As long as population growth continues, traffic problems will simply get worse. The already legendary traffic gridlock in metropolitan Atlanta will be stretched to other sections of the state.


Nationwide and around the state, complaints about urban sprawl are increasing as population rises. Respondents in a national study by the Pew Center for Civic Journalism named sprawl and traffic tied with crime and violence as the most important problem in their communities.21

While sprawl is a problem throughout Georgia, the Atlanta metropolitan area has borne the worst of it.

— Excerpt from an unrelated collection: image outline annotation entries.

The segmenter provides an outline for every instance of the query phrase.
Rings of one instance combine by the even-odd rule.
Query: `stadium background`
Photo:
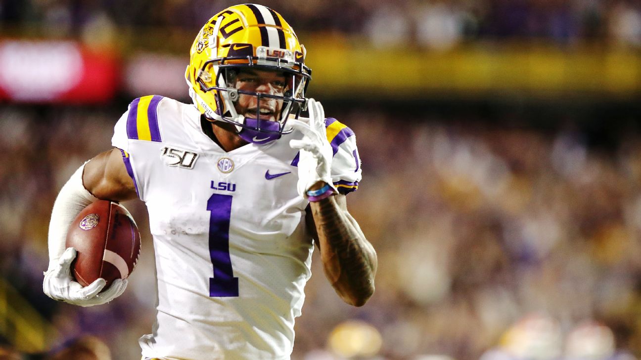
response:
[[[315,254],[292,359],[641,356],[638,1],[262,3],[306,45],[308,95],[357,135],[350,211],[379,256],[353,308]],[[133,99],[189,101],[188,47],[233,4],[0,0],[0,344],[92,334],[139,357],[144,205],[126,204],[144,234],[127,291],[86,309],[42,293],[49,213]]]

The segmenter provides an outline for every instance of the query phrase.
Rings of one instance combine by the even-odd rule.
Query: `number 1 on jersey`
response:
[[[231,195],[215,193],[207,200],[209,217],[209,254],[213,277],[209,278],[210,297],[238,296],[238,278],[234,277],[229,258],[229,219]]]

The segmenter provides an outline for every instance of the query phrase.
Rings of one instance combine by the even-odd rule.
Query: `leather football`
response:
[[[126,279],[140,254],[140,233],[122,205],[99,200],[85,208],[67,233],[67,247],[78,250],[71,264],[76,281],[87,286],[98,278],[103,291],[117,279]]]

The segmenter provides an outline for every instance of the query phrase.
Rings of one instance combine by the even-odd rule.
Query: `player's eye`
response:
[[[274,88],[276,88],[276,90],[282,91],[285,90],[285,86],[287,86],[287,84],[285,83],[285,81],[283,80],[275,80],[274,81],[272,81],[272,86],[273,86]]]
[[[241,82],[241,83],[249,83],[249,84],[255,84],[258,81],[258,80],[256,79],[256,78],[250,78],[250,77],[248,77],[248,76],[243,76],[242,78],[238,78],[238,81]]]

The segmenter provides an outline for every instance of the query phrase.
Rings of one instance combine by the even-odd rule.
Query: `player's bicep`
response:
[[[117,148],[99,154],[85,165],[83,184],[98,199],[121,202],[137,197],[133,179]]]

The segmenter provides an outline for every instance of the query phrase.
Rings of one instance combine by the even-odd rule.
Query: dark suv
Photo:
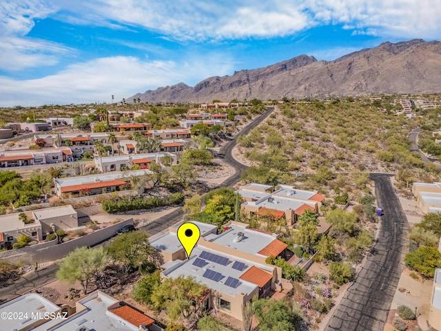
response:
[[[119,229],[116,233],[118,234],[121,234],[121,233],[130,232],[130,231],[135,231],[136,229],[135,225],[133,224],[127,224],[127,225],[123,226],[121,229]]]

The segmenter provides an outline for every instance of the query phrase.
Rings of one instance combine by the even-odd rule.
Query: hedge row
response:
[[[152,209],[164,205],[178,205],[184,201],[184,194],[174,193],[168,197],[143,198],[142,197],[121,197],[103,202],[103,209],[107,212],[127,212],[139,209]]]

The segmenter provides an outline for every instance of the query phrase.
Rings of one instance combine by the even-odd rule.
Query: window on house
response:
[[[231,302],[227,301],[221,298],[218,298],[218,307],[220,309],[225,309],[225,310],[231,310],[232,303]]]

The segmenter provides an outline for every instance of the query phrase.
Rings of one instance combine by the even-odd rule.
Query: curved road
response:
[[[418,146],[417,143],[417,139],[418,138],[418,133],[421,132],[420,128],[417,128],[416,129],[411,131],[407,136],[407,139],[411,141],[411,152],[418,152],[421,155],[421,159],[424,162],[424,163],[427,163],[429,162],[435,162],[438,161],[438,159],[433,159],[427,157],[424,153],[420,149],[420,146]],[[437,165],[438,166],[438,165]]]
[[[247,134],[249,130],[260,124],[274,110],[274,107],[267,107],[262,114],[255,119],[252,123],[247,126],[242,131],[236,134],[221,148],[221,152],[225,153],[225,162],[232,166],[235,169],[236,172],[222,183],[222,184],[220,185],[220,187],[229,187],[234,185],[240,178],[241,170],[247,168],[246,166],[236,161],[232,156],[232,150],[236,144],[237,138],[239,136]],[[155,220],[154,222],[140,228],[140,229],[146,230],[150,236],[152,236],[181,221],[183,215],[182,208],[178,208]],[[57,270],[58,266],[57,265],[52,265],[43,268],[37,273],[28,273],[15,281],[0,283],[0,304],[15,299],[36,288],[54,280],[56,279],[55,274]]]
[[[371,174],[378,205],[383,210],[381,229],[373,248],[347,289],[326,331],[383,330],[402,271],[408,223],[391,182],[391,175]]]

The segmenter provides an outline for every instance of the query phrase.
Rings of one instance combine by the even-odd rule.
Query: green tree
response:
[[[167,278],[152,294],[152,301],[156,309],[166,309],[169,318],[174,321],[180,317],[189,325],[202,316],[199,299],[206,293],[207,288],[193,278],[180,276]]]
[[[409,237],[418,246],[437,247],[440,241],[440,237],[433,231],[419,226],[414,226],[410,230]]]
[[[132,290],[133,299],[145,305],[152,304],[152,294],[161,285],[161,270],[145,276],[137,281]]]
[[[316,260],[320,261],[323,259],[333,260],[336,254],[335,248],[335,239],[327,234],[323,234],[320,237],[316,245]]]
[[[441,237],[441,214],[429,212],[422,217],[422,221],[416,226],[433,231],[438,237]]]
[[[306,248],[308,254],[311,254],[312,246],[317,239],[317,225],[318,217],[312,210],[305,210],[298,217],[298,232],[296,239],[298,243]]]
[[[87,116],[74,117],[74,127],[77,129],[90,129],[92,120]]]
[[[185,150],[181,162],[194,166],[207,166],[213,159],[213,154],[207,150]]]
[[[441,267],[441,253],[433,247],[421,246],[406,254],[404,263],[424,277],[431,278],[435,269]]]
[[[258,299],[257,295],[255,295],[253,300],[256,301]],[[253,324],[253,317],[254,316],[254,304],[252,301],[245,302],[242,305],[242,323],[243,323],[243,330],[245,331],[251,331]]]
[[[103,247],[90,250],[86,247],[76,248],[59,263],[57,278],[71,284],[79,281],[83,292],[86,294],[89,283],[105,269],[107,261],[108,255]]]
[[[110,257],[122,263],[127,274],[131,268],[138,269],[143,262],[151,259],[153,249],[149,244],[145,231],[123,233],[107,247]]]
[[[280,181],[280,175],[266,167],[252,166],[242,172],[242,180],[247,183],[258,183],[276,185]]]
[[[201,208],[202,202],[201,201],[201,196],[196,194],[185,200],[183,210],[184,212],[187,213],[189,217],[193,217],[196,214],[201,212]]]
[[[145,181],[152,181],[153,187],[161,186],[167,178],[168,173],[161,164],[152,162],[149,164],[149,170],[152,173],[145,174]]]
[[[283,300],[260,299],[253,303],[259,330],[294,331],[295,323],[300,319],[289,305]]]
[[[227,223],[234,216],[234,210],[231,205],[225,204],[224,197],[222,195],[214,195],[205,207],[205,212],[208,214],[214,214],[223,223]]]
[[[172,166],[171,173],[174,181],[184,188],[188,187],[197,177],[193,166],[188,161],[181,161],[179,164]]]

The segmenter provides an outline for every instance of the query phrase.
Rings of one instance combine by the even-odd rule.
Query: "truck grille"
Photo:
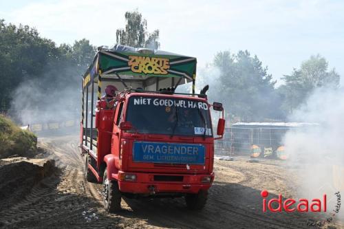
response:
[[[182,182],[183,178],[183,176],[154,175],[154,181],[155,182]]]
[[[186,168],[185,164],[162,164],[154,163],[154,167],[174,167],[174,168]]]

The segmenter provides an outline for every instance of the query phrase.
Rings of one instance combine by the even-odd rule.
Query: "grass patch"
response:
[[[0,115],[0,158],[26,156],[36,147],[37,137],[33,133],[21,129],[10,118]]]

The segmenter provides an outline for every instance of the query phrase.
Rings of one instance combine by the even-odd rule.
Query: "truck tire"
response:
[[[202,210],[206,204],[208,190],[201,190],[197,194],[186,194],[185,202],[186,206],[191,210]]]
[[[117,181],[109,180],[105,169],[103,179],[103,200],[104,207],[109,212],[116,212],[120,210],[122,195],[118,188]]]
[[[88,164],[91,164],[91,158],[89,155],[86,155],[86,160],[85,160],[85,179],[89,182],[95,183],[97,181],[96,176],[93,174],[92,171],[88,168]]]

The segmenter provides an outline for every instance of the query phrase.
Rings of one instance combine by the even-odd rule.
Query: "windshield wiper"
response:
[[[170,138],[173,137],[174,135],[174,132],[175,131],[175,127],[177,127],[177,125],[178,124],[178,109],[177,109],[177,107],[175,107],[175,124],[173,126],[173,128],[172,129],[172,133],[170,135]]]
[[[198,113],[200,114],[200,116],[201,116],[201,119],[203,121],[203,124],[204,126],[204,131],[203,132],[203,140],[206,139],[206,133],[207,130],[207,127],[206,127],[206,118],[204,118],[204,116],[203,116],[203,113],[202,113],[201,109],[200,109],[200,107],[197,107],[197,109],[198,111]]]

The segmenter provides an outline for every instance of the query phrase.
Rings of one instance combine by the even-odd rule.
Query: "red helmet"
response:
[[[115,86],[108,85],[107,88],[105,88],[105,93],[109,96],[115,97],[116,91],[118,91],[118,89]]]

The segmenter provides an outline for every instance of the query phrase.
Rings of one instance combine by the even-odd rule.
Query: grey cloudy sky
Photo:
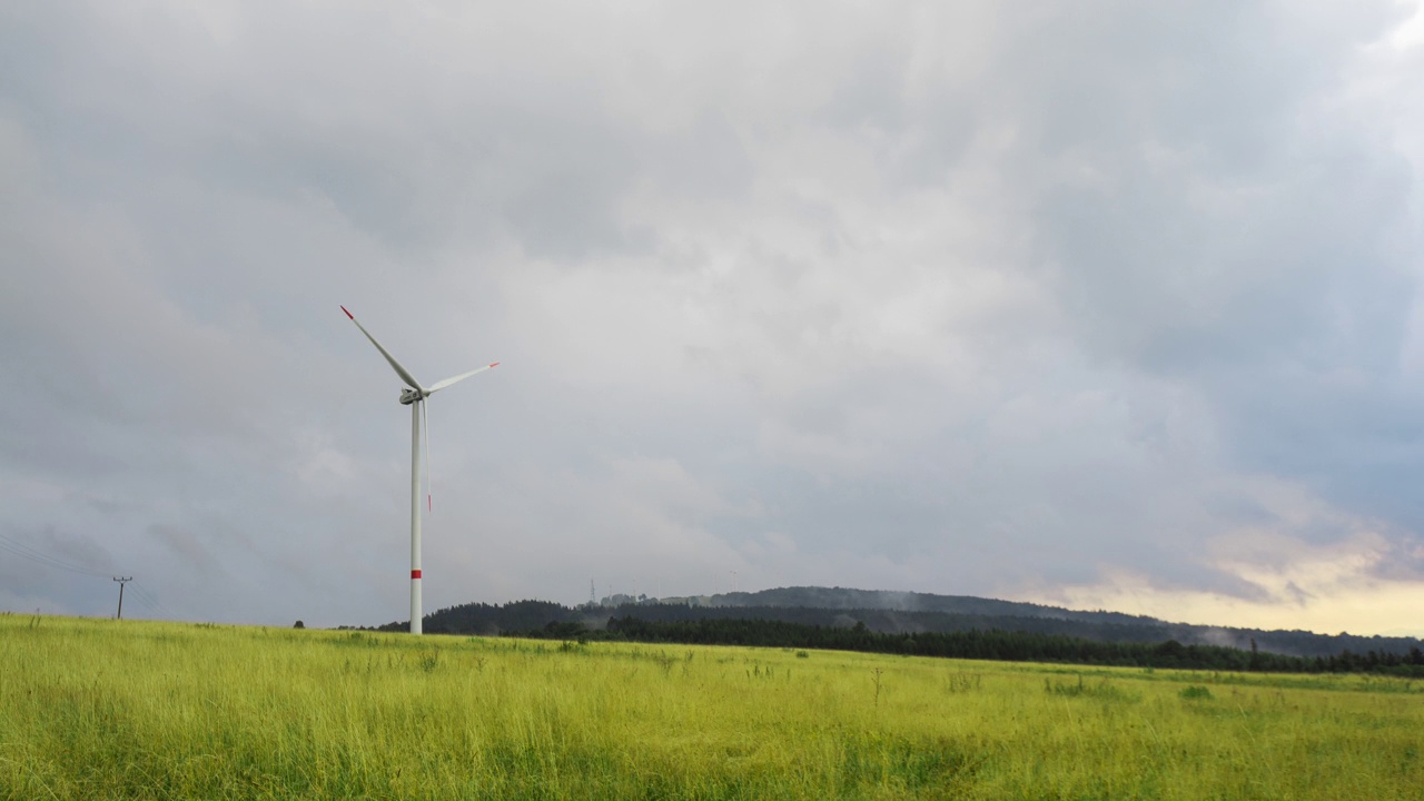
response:
[[[0,609],[1424,634],[1414,3],[0,6]],[[127,604],[125,604],[127,606]]]

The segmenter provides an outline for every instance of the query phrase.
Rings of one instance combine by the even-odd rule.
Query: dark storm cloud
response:
[[[426,381],[504,362],[430,409],[431,609],[1410,580],[1408,16],[9,6],[4,523],[179,616],[397,616],[346,304]]]

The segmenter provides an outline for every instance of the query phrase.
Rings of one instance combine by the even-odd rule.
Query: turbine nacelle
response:
[[[356,316],[342,306],[346,316],[352,322],[356,322]],[[400,381],[406,385],[400,391],[400,405],[410,406],[410,633],[420,633],[420,619],[422,619],[422,604],[420,604],[420,432],[426,433],[426,507],[430,507],[430,403],[424,403],[426,398],[430,398],[441,389],[456,385],[471,375],[478,375],[490,368],[498,366],[500,362],[490,362],[483,368],[476,368],[470,372],[463,372],[460,375],[453,375],[444,381],[437,381],[430,386],[422,386],[416,376],[410,375],[390,351],[386,351],[376,342],[376,338],[366,331],[366,326],[356,322],[356,328],[370,339],[370,343],[380,351],[380,355],[390,365],[390,369],[396,371]]]

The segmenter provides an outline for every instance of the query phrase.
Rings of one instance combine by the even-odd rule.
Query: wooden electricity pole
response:
[[[114,580],[118,582],[118,620],[122,620],[124,619],[124,584],[132,582],[134,577],[132,576],[128,576],[128,577],[114,576]]]

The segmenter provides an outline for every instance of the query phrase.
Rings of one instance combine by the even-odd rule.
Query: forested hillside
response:
[[[1312,631],[1188,626],[1112,611],[1075,611],[993,599],[923,593],[789,587],[762,593],[678,600],[681,603],[584,604],[578,607],[535,600],[503,606],[463,604],[426,616],[424,630],[431,634],[540,631],[575,637],[581,631],[602,630],[612,619],[634,619],[649,624],[669,626],[701,620],[762,620],[826,630],[862,627],[874,634],[1005,631],[1109,644],[1175,641],[1182,646],[1215,646],[1243,653],[1257,651],[1324,660],[1339,658],[1347,651],[1350,654],[1374,653],[1381,658],[1390,654],[1404,656],[1421,646],[1420,640],[1408,637],[1330,636]],[[753,606],[752,601],[758,604]],[[827,606],[786,606],[792,601],[815,601]],[[881,606],[854,607],[850,606],[853,603]],[[400,631],[406,627],[406,623],[396,621],[380,629]]]

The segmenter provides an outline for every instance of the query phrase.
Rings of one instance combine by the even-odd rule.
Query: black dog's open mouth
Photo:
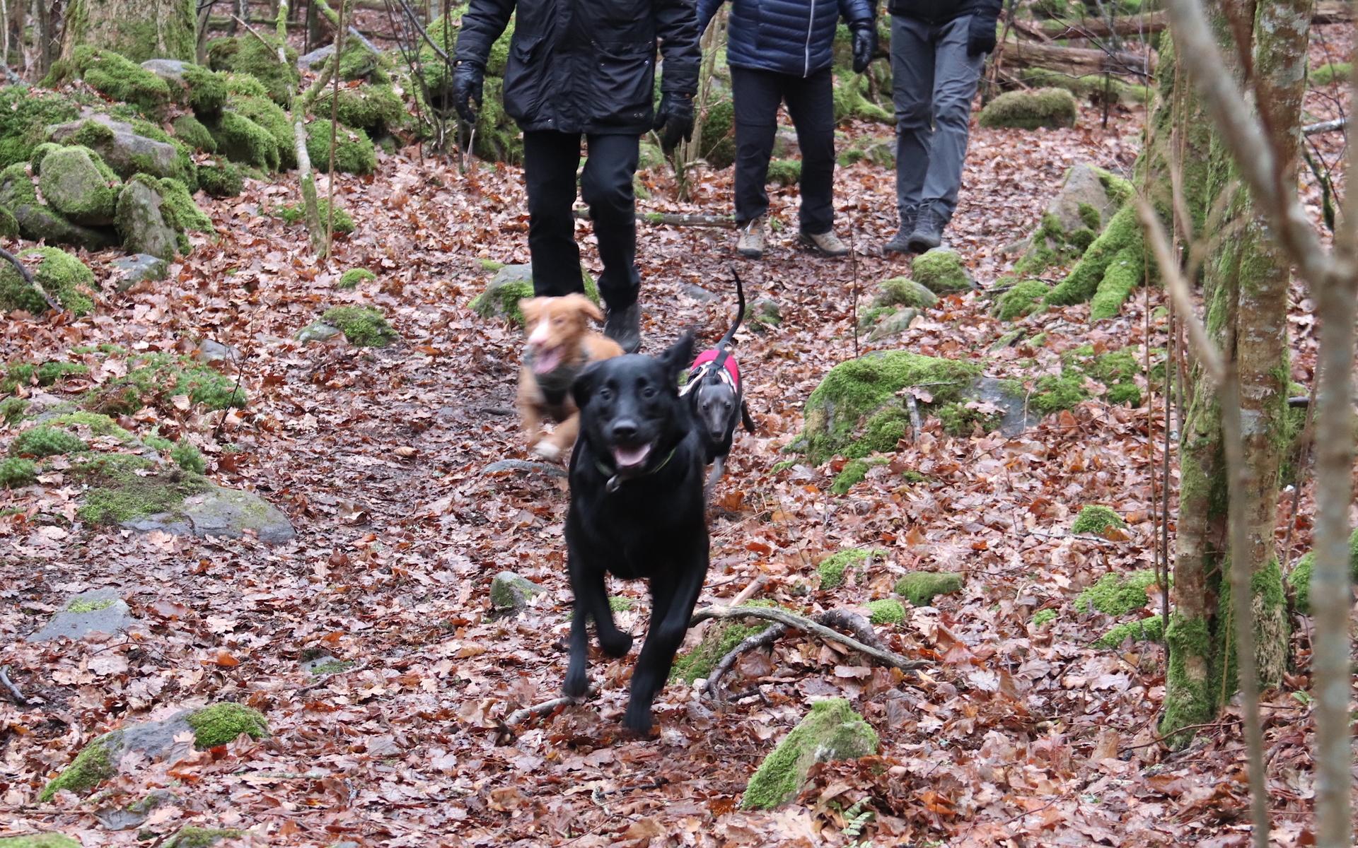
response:
[[[618,471],[636,471],[646,464],[649,456],[649,444],[612,446],[612,461],[618,465]]]

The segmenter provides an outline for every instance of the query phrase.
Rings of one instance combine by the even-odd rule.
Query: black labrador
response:
[[[689,381],[679,392],[689,400],[706,460],[712,463],[712,476],[708,478],[706,490],[709,498],[725,472],[731,444],[736,437],[736,425],[744,425],[747,433],[755,431],[755,421],[750,415],[740,381],[740,366],[731,351],[736,343],[736,330],[746,317],[746,288],[740,284],[740,274],[735,266],[731,269],[731,275],[736,278],[736,320],[716,347],[702,351],[693,361],[689,366]]]
[[[678,389],[691,355],[690,332],[660,357],[596,362],[572,385],[580,407],[566,514],[574,616],[562,691],[579,697],[588,688],[589,619],[606,654],[623,657],[631,649],[631,636],[614,624],[604,575],[649,579],[650,625],[623,719],[642,735],[650,731],[650,704],[669,677],[708,574],[705,453]]]

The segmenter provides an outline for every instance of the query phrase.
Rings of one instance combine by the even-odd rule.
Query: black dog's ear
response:
[[[593,395],[595,379],[599,376],[599,362],[587,365],[584,369],[576,374],[576,379],[570,381],[570,398],[576,402],[576,408],[583,410],[585,404],[589,403],[589,396]]]
[[[693,330],[686,330],[679,341],[660,354],[660,362],[665,366],[667,385],[679,385],[679,374],[689,369],[693,362]]]

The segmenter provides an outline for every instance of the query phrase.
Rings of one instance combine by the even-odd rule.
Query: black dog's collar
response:
[[[669,464],[669,460],[672,460],[675,457],[675,453],[678,450],[679,450],[679,445],[675,445],[674,449],[669,450],[669,456],[667,456],[665,459],[663,459],[659,465],[656,465],[650,471],[642,471],[641,474],[631,474],[631,475],[623,476],[622,472],[619,472],[617,468],[608,468],[608,465],[606,465],[604,461],[600,460],[600,459],[595,460],[595,468],[599,469],[599,474],[602,474],[603,476],[608,478],[608,482],[604,484],[604,491],[607,491],[608,494],[612,494],[612,493],[618,491],[618,487],[622,486],[623,483],[626,483],[627,480],[634,480],[637,478],[644,478],[644,476],[649,476],[652,474],[656,474],[657,471],[660,471],[661,468],[664,468],[665,465]]]

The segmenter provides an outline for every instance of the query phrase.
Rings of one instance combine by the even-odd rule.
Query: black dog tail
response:
[[[740,274],[736,273],[736,266],[731,266],[731,275],[736,278],[736,323],[731,324],[731,330],[727,330],[727,335],[721,336],[717,342],[717,350],[727,351],[728,346],[736,339],[736,330],[740,330],[740,322],[746,320],[746,286],[740,282]]]

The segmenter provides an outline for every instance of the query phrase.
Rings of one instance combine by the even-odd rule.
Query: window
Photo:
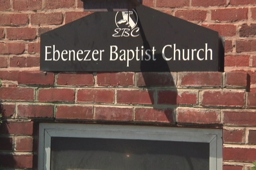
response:
[[[222,170],[222,130],[43,123],[39,169]]]

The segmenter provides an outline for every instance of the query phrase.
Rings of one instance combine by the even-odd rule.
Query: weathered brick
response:
[[[25,152],[33,151],[33,138],[16,138],[15,143],[15,148],[17,151]]]
[[[156,1],[157,7],[175,8],[189,6],[189,0],[158,0]]]
[[[25,13],[1,13],[0,25],[20,26],[28,24],[28,16]]]
[[[256,126],[256,112],[246,111],[224,111],[224,125],[236,126]]]
[[[244,129],[223,129],[223,142],[225,143],[244,143],[245,132]]]
[[[176,17],[188,21],[203,22],[206,19],[207,11],[203,10],[181,10],[175,13]]]
[[[62,12],[36,13],[31,15],[31,22],[36,25],[60,25],[63,21]]]
[[[175,86],[177,73],[138,73],[135,76],[137,86]]]
[[[226,55],[225,57],[226,67],[249,67],[250,56],[247,55]]]
[[[256,51],[256,40],[238,40],[236,42],[236,51],[237,52]]]
[[[153,104],[153,92],[144,90],[118,90],[118,103]]]
[[[226,5],[226,0],[192,0],[192,5],[193,6],[222,6]]]
[[[198,103],[198,92],[196,91],[159,91],[158,104],[196,104]]]
[[[25,44],[20,42],[0,42],[0,54],[20,54],[25,51]]]
[[[53,105],[18,104],[17,108],[17,114],[19,117],[53,117]]]
[[[222,74],[218,72],[179,72],[178,75],[180,87],[221,87]]]
[[[256,24],[251,24],[250,26],[242,24],[239,30],[239,35],[241,37],[256,36]]]
[[[114,121],[132,121],[132,108],[96,107],[95,119],[97,120]]]
[[[235,22],[247,19],[248,8],[225,8],[212,10],[212,19]]]
[[[87,16],[92,13],[90,12],[66,12],[65,13],[65,24]]]
[[[92,86],[94,84],[92,74],[58,74],[57,84],[68,86]]]
[[[129,72],[98,73],[97,83],[99,86],[133,86],[134,74]]]
[[[12,8],[16,11],[37,11],[42,8],[42,0],[13,0]]]
[[[234,36],[236,32],[236,26],[233,24],[210,24],[202,26],[218,32],[222,36]]]
[[[205,106],[243,107],[245,94],[229,91],[205,91],[202,93],[201,104]]]
[[[8,10],[11,8],[10,0],[0,0],[0,10]]]
[[[223,148],[224,161],[249,162],[255,161],[256,148]]]
[[[46,0],[46,9],[58,9],[59,8],[74,8],[75,0]]]
[[[5,135],[32,135],[33,124],[32,122],[3,122],[0,128],[0,133]]]
[[[60,105],[57,107],[56,118],[92,119],[93,111],[92,106]]]
[[[11,137],[0,137],[0,151],[13,151],[13,139]]]
[[[113,103],[114,91],[111,89],[87,89],[78,92],[78,102]]]
[[[219,110],[178,108],[176,110],[176,121],[178,123],[220,124]]]
[[[250,107],[256,107],[256,92],[247,93],[246,106]]]
[[[7,57],[0,57],[0,68],[7,68]]]
[[[37,36],[34,28],[9,28],[6,30],[6,37],[10,40],[34,40]]]
[[[32,155],[0,154],[0,165],[4,167],[32,168]]]
[[[134,121],[175,123],[173,109],[135,108]]]
[[[42,72],[21,72],[18,83],[20,84],[53,85],[54,74]]]
[[[38,100],[42,102],[70,102],[75,101],[75,91],[67,89],[39,89]]]
[[[6,101],[32,101],[34,90],[21,87],[0,88],[0,99]]]

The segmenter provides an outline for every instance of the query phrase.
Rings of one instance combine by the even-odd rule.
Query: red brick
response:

A recent landmark study by the Sierra Club ranked Atlanta first among the “most sprawl threatened” metropolitan areas of one million people or more.

In 1990, metro Atlanta measured about 65 miles from north to south. It’s now about 110 miles across. By 2018, its range is expected to include suburbs like Athens and Dalton.22

With the suburbs of Atlanta meeting the suburbs of Chattanooga, some joke that soon the two cities will merge into a huge, uninterrupted city called “Chat-atlanta” or “Atlantanooga.” Indeed, the Atlanta Regional Commission projects that the region will grow by 1.6 million people by 2020.23

As commercial and residential development swallows up Georgia’s towns, the heritage and beauty of the state are lost. “Savannah is going to look and feel like Atlanta and other cities that are denuded of their green spaces and flavor, cities having traded away their individuality, beauty, and culture,” noted one columnist in the Savannah Morning News.24

Unfortunately, discussions of sprawl in the news generally underestimate several key facts:

• When populations continue to expand, communities must find places to house, educate, and employ new residents and thus, even the best-intentioned “smart growth” efforts will eventually run up against population pressures.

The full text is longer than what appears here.